[Date Prev][Date Next][Thread Prev][Thread Next]
- Subject: Re: Setting Float Precision in Lua.c
- From: KHMan <keinhong@...>
- Date: Thu, 7 Jun 2018 10:04:59 +0800
On 6/6/2018 8:53 PM, Albert Chan wrote:
Why don't you compile your binaries for SSE2 only? Even easier, just compile to 64-bit binaries? Surprising you mentioned Windows uses extended precision by default when there is x64 on every 64-bit capable Intel/AMD/other chip... and has been so for many, many years already.
I already picked 53-bits roundings.
I use my own laptop behavior just as a example, same with fsum.lua
David Gay's dtoa.c strtod maybe a better example.
With 53-bits roundings, it optimized away common cases 
= 123456789 / 1e20 -- both numbers exactly represented in double
= 1.23456789e-012 -- division guaranteed correct rounding
Here is a different approach (the long story approach):
(It was bubbling in my brain so I had to type it out. If you don't
understand this, then I really cannot help any further.)

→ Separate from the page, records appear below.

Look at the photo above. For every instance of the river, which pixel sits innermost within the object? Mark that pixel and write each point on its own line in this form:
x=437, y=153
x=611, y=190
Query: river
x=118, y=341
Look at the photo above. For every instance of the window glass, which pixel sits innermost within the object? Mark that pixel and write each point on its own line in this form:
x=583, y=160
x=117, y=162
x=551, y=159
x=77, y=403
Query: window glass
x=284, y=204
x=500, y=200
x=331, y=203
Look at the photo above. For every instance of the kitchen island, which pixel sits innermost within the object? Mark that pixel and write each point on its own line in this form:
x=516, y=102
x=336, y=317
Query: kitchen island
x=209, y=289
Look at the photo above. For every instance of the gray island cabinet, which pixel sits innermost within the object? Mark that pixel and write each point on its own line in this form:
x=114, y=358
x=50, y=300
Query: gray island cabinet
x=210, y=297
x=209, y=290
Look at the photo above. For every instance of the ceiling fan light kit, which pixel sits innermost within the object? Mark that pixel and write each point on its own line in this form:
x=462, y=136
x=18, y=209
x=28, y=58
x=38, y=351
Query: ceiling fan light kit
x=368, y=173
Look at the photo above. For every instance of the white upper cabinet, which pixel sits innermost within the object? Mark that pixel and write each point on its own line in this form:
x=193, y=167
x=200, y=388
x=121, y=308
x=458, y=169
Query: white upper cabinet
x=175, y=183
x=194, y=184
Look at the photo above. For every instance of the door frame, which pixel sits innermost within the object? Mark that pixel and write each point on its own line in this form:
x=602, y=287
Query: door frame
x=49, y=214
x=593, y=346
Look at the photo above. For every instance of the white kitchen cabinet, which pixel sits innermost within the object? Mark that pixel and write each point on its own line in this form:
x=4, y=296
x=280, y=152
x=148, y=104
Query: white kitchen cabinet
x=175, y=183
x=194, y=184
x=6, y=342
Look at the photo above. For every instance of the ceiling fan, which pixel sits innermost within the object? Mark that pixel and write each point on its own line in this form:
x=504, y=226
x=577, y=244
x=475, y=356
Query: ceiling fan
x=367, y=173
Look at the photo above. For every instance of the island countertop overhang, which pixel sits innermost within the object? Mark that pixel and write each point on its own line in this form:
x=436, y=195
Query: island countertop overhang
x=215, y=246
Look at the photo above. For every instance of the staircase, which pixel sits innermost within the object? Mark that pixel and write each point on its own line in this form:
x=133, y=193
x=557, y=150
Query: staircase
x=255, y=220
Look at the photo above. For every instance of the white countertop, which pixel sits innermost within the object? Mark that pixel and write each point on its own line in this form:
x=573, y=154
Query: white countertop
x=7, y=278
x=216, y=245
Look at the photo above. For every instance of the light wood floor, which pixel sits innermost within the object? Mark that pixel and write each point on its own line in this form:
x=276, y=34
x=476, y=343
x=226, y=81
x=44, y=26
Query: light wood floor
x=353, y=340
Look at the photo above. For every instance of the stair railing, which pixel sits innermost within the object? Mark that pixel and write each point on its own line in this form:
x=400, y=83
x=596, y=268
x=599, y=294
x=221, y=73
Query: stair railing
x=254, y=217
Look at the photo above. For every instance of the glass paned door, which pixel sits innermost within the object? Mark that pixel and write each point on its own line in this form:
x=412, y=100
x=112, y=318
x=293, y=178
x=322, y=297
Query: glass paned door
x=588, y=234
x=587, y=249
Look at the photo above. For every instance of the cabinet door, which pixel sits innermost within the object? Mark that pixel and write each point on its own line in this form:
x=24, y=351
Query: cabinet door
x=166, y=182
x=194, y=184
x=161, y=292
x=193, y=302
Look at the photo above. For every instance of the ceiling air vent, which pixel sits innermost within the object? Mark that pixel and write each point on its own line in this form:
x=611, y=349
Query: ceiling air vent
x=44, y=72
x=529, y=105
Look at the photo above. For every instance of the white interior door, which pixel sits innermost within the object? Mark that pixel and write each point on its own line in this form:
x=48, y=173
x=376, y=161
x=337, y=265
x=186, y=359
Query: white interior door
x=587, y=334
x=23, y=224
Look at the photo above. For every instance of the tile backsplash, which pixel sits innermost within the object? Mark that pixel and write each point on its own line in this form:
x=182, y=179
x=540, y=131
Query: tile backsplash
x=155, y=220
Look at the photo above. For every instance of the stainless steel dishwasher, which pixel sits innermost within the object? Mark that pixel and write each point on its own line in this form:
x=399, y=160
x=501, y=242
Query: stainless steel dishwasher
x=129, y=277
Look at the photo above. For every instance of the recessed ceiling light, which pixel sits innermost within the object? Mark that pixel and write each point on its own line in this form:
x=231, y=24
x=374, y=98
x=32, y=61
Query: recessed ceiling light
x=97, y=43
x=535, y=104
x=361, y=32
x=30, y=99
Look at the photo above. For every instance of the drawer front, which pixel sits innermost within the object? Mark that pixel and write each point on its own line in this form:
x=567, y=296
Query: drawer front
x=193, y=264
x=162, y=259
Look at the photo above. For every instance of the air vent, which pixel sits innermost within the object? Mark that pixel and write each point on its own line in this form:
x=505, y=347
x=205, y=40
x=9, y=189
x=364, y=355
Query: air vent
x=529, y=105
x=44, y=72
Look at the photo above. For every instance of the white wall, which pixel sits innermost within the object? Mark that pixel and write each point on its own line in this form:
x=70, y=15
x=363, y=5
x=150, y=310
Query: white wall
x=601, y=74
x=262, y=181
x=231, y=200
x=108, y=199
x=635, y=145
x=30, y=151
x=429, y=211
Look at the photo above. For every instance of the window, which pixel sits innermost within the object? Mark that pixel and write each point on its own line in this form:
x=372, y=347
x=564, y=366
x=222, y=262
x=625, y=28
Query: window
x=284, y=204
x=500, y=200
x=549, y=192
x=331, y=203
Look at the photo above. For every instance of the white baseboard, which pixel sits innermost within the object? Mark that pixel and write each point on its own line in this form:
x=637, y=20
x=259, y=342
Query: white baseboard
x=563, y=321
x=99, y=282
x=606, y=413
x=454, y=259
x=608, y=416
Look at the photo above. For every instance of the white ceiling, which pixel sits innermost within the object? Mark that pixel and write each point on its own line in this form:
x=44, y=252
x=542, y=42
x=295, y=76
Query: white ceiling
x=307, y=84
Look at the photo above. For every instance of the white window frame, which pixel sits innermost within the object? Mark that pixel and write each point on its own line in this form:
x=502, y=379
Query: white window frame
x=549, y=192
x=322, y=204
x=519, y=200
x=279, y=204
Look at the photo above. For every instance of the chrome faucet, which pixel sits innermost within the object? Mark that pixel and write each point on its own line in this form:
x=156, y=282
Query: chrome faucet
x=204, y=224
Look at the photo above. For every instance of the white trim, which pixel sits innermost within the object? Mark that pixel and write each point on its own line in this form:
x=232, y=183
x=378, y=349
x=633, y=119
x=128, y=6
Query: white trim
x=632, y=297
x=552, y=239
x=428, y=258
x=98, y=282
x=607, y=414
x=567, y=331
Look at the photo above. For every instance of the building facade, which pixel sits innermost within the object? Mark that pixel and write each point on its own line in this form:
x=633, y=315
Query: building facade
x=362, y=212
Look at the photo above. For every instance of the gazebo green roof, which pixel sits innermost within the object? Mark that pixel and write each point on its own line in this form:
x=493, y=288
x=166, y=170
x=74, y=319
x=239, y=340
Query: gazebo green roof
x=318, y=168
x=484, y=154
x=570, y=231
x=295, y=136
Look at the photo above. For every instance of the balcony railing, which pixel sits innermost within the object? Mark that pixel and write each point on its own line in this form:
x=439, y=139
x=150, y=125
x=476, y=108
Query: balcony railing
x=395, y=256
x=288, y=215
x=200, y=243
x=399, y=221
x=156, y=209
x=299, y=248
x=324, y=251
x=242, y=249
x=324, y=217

Say, all values are on a line.
A float double actually represents a number that lies anywhere on
a segment on that line. It may be exactly the value of the
representation, but it can also be a little more, or a little
less. All those values in a segment need to be shoehorned into one
binary representation. It's a single binary representation, yet
the values can all be different. It's an approximation.
The examples you keep offering imply exact numbers, that is, they
are points on the line. Then in the examples, the arithmetic
operation is performed, and the FPU should round and hit another
point on the line. There is an expectation of mathematical
perfection or mathematical elegance.
When we work with actual numbers instead of ideal examples, we
always understand that when operations are performed, the result
values hardly ever hit the exact points on the line that equal a
binary representation. Instead, the result value is close, within
the segment which has that binary representation. So there is
error, and error usually accumulates.
Since a binary representation really means a segment of possible
values on the value line, when we do arithmetic with two segments,
we end up with a bigger segment. We can have many combinations of
operands and result within those segments and they are all valid
for the binary representation. But how correct are those values?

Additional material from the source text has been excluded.